If Inside Llewyn Davis is about failure, The Wolf of Wall Street is about success, and how both are extremely difficult to handle. In some ways, Llewyn Davis and Jordan Belfort, the title character of Martin Scorsese's immensely entertaining film, are opposites, but at the core they are the same--failures as human beings.

Leonardo DiCaprio, who seems to be having the time of his life, is Belfort, a kid from Long Island who gets a job on Wall Street as a broker. He is mentored by Matthew McConaughey, who breaks it down to him during a several-martini lunch. The conversation is eerily similar to one that Jeremy Irons has in Margin Call, even down to the table and restaurant, in that we learn that wealth is ephemeral, and Wall Street firms don't give a shit about the clients. They are only looking to line their own pockets, and isn't that the way capitalism is supposed to be? McConaughey also advised DiCaprio to jerk off at least twice a day, and that the only reason to get into the business is "cocaine and hookers."

And so, for about three hours, we get plenty of both. The Wolf of Wall Street is the most shamelessly debauched movie I can ever remember seeing outside of an straight-to-DVD American Pie film. Early on we see DiCaprio snorting coke from a prostitute's asshole, which may be the summation of the film in its entirety. I mean, I've never done that--I've never even done coke--but the movie sure makes it look fun.

DiCaprio ends up losing his job in the crash of '87 and is forced to work at a shoddy firm selling penny stocks. The upside is that the commissions are fifty percent, and DiCaprio could sell ice to Eskimos. In short order he starts his own company, along with Jonah Hill and a motley crew who are all great salesmen, and they are soon making money hand over fist.
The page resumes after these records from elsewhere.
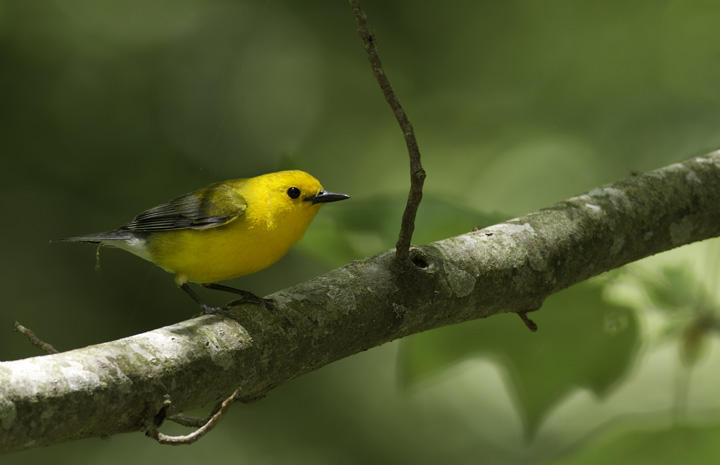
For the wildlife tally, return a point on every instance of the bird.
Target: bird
(222, 231)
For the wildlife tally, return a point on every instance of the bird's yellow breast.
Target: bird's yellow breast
(239, 248)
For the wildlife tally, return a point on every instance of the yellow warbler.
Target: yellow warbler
(224, 230)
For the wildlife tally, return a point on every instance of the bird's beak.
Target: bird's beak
(324, 196)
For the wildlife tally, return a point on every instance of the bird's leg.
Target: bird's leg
(206, 308)
(247, 296)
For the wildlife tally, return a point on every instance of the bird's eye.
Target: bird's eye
(293, 192)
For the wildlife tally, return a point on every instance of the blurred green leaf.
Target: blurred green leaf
(688, 445)
(674, 289)
(582, 342)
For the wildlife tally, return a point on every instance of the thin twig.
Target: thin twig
(198, 433)
(417, 173)
(44, 346)
(194, 422)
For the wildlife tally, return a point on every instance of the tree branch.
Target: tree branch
(417, 173)
(121, 386)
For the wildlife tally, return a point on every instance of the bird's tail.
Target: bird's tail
(97, 238)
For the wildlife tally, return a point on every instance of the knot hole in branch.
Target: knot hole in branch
(420, 259)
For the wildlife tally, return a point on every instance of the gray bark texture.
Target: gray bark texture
(120, 386)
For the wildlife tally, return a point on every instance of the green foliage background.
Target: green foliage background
(110, 107)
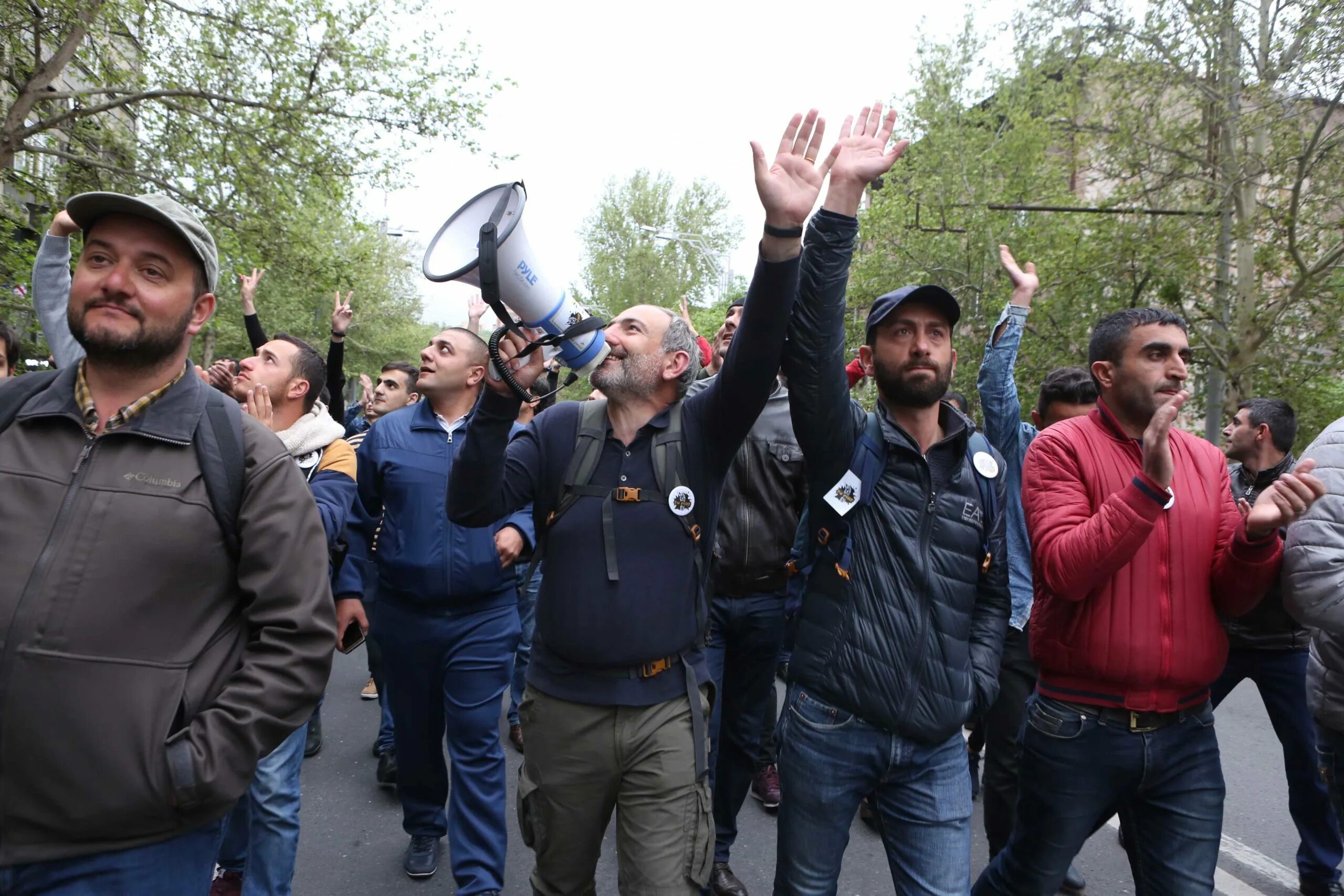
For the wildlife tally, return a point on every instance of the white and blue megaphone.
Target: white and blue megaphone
(484, 245)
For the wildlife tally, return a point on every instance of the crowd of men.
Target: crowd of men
(190, 544)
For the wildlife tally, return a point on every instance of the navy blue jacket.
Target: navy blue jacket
(423, 558)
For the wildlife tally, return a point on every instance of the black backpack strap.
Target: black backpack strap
(588, 452)
(219, 450)
(18, 390)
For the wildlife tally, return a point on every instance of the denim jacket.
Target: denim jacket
(1007, 433)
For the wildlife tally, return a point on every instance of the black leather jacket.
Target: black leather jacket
(1268, 626)
(762, 501)
(911, 641)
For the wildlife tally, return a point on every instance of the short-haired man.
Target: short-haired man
(1314, 581)
(148, 662)
(1269, 647)
(10, 345)
(1066, 393)
(762, 500)
(445, 616)
(908, 599)
(617, 692)
(1136, 549)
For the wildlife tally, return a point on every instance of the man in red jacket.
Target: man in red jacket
(1136, 549)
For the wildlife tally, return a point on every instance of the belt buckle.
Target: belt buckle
(649, 669)
(1136, 729)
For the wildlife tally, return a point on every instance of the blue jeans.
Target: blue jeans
(170, 868)
(261, 835)
(828, 762)
(1077, 772)
(1281, 678)
(448, 673)
(527, 618)
(745, 638)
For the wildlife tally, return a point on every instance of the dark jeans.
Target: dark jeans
(170, 868)
(745, 638)
(921, 796)
(448, 673)
(1002, 726)
(1281, 678)
(1077, 772)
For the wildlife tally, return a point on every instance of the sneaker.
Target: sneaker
(765, 786)
(315, 736)
(227, 883)
(421, 856)
(387, 769)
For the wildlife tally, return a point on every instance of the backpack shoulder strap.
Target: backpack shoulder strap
(219, 449)
(17, 393)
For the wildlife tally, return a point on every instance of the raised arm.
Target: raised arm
(51, 291)
(815, 355)
(996, 385)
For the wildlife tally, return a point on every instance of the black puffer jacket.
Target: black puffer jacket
(1268, 626)
(762, 501)
(911, 642)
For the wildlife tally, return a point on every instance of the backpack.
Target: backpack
(218, 442)
(867, 464)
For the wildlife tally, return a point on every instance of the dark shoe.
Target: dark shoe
(227, 883)
(725, 883)
(765, 786)
(421, 856)
(867, 816)
(315, 736)
(387, 769)
(1074, 882)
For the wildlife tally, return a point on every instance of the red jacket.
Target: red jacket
(1127, 592)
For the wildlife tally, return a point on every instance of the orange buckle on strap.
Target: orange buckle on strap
(649, 669)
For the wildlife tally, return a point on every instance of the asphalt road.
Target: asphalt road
(353, 839)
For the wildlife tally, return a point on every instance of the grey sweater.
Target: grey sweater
(51, 297)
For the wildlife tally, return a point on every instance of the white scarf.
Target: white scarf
(312, 431)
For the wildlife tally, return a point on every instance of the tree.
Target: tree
(627, 265)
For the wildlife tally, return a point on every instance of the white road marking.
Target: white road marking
(1244, 855)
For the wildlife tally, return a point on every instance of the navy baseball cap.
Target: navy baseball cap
(927, 294)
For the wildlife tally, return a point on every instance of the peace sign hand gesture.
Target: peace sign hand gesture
(342, 313)
(791, 184)
(862, 156)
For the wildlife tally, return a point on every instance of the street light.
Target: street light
(699, 242)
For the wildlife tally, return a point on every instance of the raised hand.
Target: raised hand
(1284, 501)
(342, 313)
(1025, 282)
(790, 186)
(862, 156)
(249, 289)
(1158, 449)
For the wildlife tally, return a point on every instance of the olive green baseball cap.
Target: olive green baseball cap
(88, 208)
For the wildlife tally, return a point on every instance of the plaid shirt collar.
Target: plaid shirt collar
(84, 398)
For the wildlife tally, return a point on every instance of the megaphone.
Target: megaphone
(484, 245)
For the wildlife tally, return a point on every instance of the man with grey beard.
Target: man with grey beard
(625, 492)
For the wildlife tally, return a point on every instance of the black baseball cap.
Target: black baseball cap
(925, 294)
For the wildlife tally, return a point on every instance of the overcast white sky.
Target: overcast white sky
(605, 88)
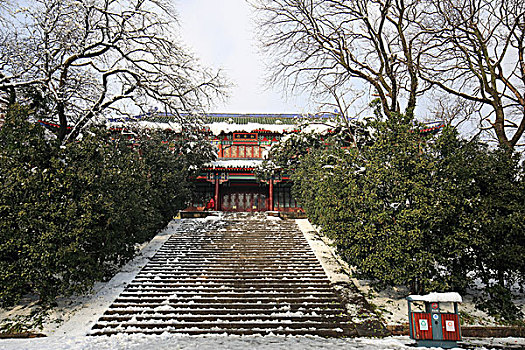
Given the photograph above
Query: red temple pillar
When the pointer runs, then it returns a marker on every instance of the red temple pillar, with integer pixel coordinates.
(216, 192)
(271, 195)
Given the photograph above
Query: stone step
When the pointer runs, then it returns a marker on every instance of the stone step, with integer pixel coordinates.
(240, 305)
(282, 331)
(261, 312)
(238, 277)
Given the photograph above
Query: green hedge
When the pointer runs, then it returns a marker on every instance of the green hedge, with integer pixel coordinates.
(433, 213)
(72, 214)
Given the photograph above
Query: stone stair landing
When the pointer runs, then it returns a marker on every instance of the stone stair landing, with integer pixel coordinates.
(243, 275)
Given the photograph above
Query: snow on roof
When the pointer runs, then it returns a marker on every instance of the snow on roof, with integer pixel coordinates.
(451, 297)
(235, 163)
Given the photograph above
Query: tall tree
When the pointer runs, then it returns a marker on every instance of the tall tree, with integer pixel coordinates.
(88, 57)
(332, 43)
(477, 52)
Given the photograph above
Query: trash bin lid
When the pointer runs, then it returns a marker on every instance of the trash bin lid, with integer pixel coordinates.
(451, 297)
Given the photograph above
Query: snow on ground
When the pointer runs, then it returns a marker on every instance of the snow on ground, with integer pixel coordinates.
(76, 315)
(79, 314)
(171, 342)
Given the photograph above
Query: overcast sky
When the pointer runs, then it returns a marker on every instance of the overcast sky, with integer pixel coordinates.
(221, 33)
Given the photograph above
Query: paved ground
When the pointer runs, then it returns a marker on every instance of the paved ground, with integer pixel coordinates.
(243, 275)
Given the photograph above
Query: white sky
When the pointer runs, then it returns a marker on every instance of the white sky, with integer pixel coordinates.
(221, 33)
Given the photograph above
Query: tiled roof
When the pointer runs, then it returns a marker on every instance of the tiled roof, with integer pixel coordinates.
(235, 118)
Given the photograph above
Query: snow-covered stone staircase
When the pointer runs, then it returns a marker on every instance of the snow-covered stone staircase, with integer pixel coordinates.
(240, 275)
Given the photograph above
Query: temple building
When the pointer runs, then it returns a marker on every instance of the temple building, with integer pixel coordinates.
(241, 142)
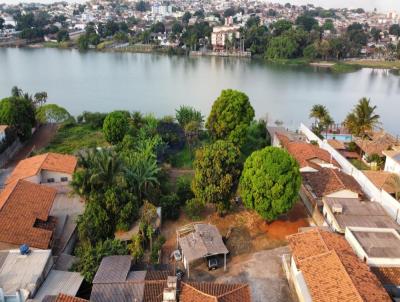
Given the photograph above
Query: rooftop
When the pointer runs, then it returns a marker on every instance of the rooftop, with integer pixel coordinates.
(328, 181)
(49, 161)
(356, 213)
(214, 292)
(200, 240)
(24, 214)
(320, 253)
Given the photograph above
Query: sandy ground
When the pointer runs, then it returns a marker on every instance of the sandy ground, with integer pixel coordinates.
(255, 250)
(40, 139)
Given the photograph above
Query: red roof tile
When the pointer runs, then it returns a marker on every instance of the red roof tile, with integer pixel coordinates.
(49, 161)
(24, 214)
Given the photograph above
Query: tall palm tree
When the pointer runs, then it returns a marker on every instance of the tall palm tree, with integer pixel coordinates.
(318, 112)
(362, 119)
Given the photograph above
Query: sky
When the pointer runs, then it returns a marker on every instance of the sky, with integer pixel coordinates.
(381, 5)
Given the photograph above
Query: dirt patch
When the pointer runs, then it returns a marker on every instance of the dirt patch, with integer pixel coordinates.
(40, 139)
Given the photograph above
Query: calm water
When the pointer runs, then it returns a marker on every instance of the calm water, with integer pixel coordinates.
(159, 84)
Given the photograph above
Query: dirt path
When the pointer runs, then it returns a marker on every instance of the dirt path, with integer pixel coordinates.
(40, 139)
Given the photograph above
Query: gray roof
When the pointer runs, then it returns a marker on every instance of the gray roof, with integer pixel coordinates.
(113, 269)
(357, 213)
(60, 282)
(381, 244)
(204, 241)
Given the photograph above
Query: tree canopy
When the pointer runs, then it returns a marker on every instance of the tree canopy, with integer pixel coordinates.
(230, 116)
(217, 169)
(270, 182)
(115, 126)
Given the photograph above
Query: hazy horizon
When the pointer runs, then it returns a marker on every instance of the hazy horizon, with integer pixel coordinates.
(381, 5)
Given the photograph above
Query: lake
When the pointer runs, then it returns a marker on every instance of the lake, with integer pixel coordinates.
(158, 83)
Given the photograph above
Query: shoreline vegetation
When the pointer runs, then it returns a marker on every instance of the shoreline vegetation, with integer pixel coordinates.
(347, 66)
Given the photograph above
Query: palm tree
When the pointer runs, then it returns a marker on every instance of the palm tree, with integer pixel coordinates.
(318, 112)
(362, 119)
They are also doing things that are completely illegal.

He catches the eye of a straight-arrow FBI agent (Kyle Chandler), who cannot be bought, though DiCaprio tries (one of my favorite scenes is when DiCaprio brings Chandler aboard his yacht. Chandler tells him it's the nicest boat he's seen, and will love when it's seized by the government). Eventually DiCaprio will go down, and while Belfort makes a wonderfully engaging character, there is a sense of great satisfaction at his fall, because no one should be having that much fun.

This film may have more drug usage than other film to come before it. The way it's presented to us, the brokers could not exist without it. Quaaludes are used to relax; cocaine to perk back up again (a great visual gag is when DiCaprio snorts coke while a Popeye cartoon shows the sailor getting strong while eating spinach). We also see crack smoked and variety of other stimulants and depressants ingested, plus good old alcohol. And I worry that one Vivarin is overdoing it.

We also get a lot of sex. A lot. We are told about the three level of hookers, and are witness to an orgy on an airplane. The excess in this area is very Roman, and DiCaprio is not wrong to have compared his character to Caligula. At the very least, it seems out of the imagination of Hieronymus Bosch.

That being said, though the film is funny and well-paced (I had to go to the bathroom about halfway through, but didn't want to miss a moment) it never transcends a certain level; it's as shallow as its lead character. Sure there are great set pieces, such as the guys discussing the protocol of how to hire dwarfs for tossing, or DiCaprio and Hill discussing whether Hill is actually married to his cousin, or the conversation that leads to the punchline, "I'm never eating at Benihana's again, no matter whose birthday it is."

The problem is that Belfort never grows. I was looking over the credits on IMDB and noticed that Belfort has a small part in the film (it's based on his memoir). So in his mind this may just seem like another bit of glorification. Yes, he is arrested, he loses his company, etc., but he never seems to learn anything. The notion that Wall Street is populated by a bunch of hedonistic narcissists will surprise no one, although if I had any money I certainly wouldn't buy from a cold-calling broker.

Still, I liked this film a great deal, judging it by a reduced standard. DiCaprio is fantastic, as is Hill, who does vulgar better than anyone other than Seth Rogen. Margot Robbie, my new imaginary girlfriend, is absurdly beautiful as DiCaprio's second wife, and I was pleased to see she can actually act, as this Australian does a credible Brooklyn accent and goes toe to toe in a breakup scene with DiCaprio with aplomb. Also in the cast are Jean Dujardin as an oily Swiss banker and Rob Reiner as DiCaprio's father.

It is a long film, and it doesn't need to be. Some of it is exquisitely edited by Scorsese regular Thelma Schoonmaker. I think of a scene where DiCaprio is pitching a small company to invest, telling his mark that it's an up-and-coming tech company, and we get a quick shot revealing it's in a broken-down garage. But some scenes long outlast their welcome, like a scene in which DiCaprio is so wasted on 'ludes that he has to crawl to his car. We have gotten the point and quit laughing long before he gets into that car.

My grade for The Wolf of Wall Street: B+.